Understanding the Basics of the RDSP


The Registered Disability Savings Plan (RDSP) is a Canada-wide registered matched savings plan specifically for Canadians with disabilities.

Here are some basics:

  • For every $1 put in an RDSP account, the federal government can (if your family income is below $87,123) match with up to $3! This is the Canada Disability Savings Grant.
  • For people living on a low-income (less than $25,356), the federal government will put in $1000 each year for 20 years! This is the Canada Disability Savings Bond.
  • For people living on an income between $25,356 – $43,561, they can still receive a partial bond.
  • Anyone can contribute to someone’s RDSP (friends, neighbours, family members, etc). It gives people who want to help a way to do so!
  • There is a lifetime contribution limit of $200,000, which can be made up of a few large payments or a series of small ones.
  • People with disabilities can choose what to do with the money when it comes out – there are no restrictions on how the money can be spent!

The RDSP is exempt from most provincial disability and income assistance benefits. It does not get clawed back and it does not reduce disability benefits payments.

Click here to find out how your province treats the RDSP.

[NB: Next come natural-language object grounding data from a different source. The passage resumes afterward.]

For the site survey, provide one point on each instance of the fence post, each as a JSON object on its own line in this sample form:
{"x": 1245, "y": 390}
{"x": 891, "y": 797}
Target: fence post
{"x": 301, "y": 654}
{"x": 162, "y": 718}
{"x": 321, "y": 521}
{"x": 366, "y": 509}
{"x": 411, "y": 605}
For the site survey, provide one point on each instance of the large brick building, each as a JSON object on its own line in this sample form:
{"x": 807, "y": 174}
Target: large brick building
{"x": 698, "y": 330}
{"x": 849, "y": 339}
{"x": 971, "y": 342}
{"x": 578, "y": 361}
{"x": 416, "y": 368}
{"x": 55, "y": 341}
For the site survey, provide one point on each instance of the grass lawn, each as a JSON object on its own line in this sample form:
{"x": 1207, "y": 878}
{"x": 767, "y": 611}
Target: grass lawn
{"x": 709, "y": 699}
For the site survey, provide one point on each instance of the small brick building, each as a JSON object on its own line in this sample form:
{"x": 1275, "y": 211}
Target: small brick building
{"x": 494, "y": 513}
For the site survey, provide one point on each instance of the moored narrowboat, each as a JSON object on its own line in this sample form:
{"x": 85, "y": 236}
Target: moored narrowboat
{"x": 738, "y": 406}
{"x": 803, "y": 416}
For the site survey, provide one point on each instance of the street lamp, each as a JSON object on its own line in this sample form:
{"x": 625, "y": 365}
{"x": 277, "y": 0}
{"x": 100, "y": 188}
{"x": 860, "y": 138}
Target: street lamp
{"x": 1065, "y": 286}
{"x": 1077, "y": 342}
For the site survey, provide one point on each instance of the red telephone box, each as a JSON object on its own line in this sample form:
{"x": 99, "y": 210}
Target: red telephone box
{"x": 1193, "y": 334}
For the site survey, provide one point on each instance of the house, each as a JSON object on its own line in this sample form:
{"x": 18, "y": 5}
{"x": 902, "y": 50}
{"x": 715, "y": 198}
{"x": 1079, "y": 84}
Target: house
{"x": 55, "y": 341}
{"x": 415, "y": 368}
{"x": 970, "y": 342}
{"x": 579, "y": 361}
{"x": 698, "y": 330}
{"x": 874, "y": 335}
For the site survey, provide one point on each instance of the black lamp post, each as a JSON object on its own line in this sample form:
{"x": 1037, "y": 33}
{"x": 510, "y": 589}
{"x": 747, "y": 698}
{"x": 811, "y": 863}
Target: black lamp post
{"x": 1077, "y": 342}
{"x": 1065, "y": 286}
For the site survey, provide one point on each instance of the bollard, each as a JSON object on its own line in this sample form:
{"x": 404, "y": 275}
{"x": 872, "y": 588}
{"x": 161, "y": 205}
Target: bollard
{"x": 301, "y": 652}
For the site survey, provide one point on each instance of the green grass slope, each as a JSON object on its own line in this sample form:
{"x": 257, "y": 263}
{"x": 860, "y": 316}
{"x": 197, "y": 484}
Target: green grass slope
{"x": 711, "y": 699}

If the parents of a baby born with a disability today contribute $1,500 a year to her RDSP for the next twenty years, the combination of matching grants, savings bond and compound interest will see her RDSP grow to about $250,000 by her thirtieth birthday. If she doesn’t withdraw it all at once, her RDSP will become worth more than half a million dollars over her lifetime.

That’s based on a total family contribution over twenty years of $30,000, or a little more than four dollars a day – the cost of a Tim Horton’s double-double and a doughnut.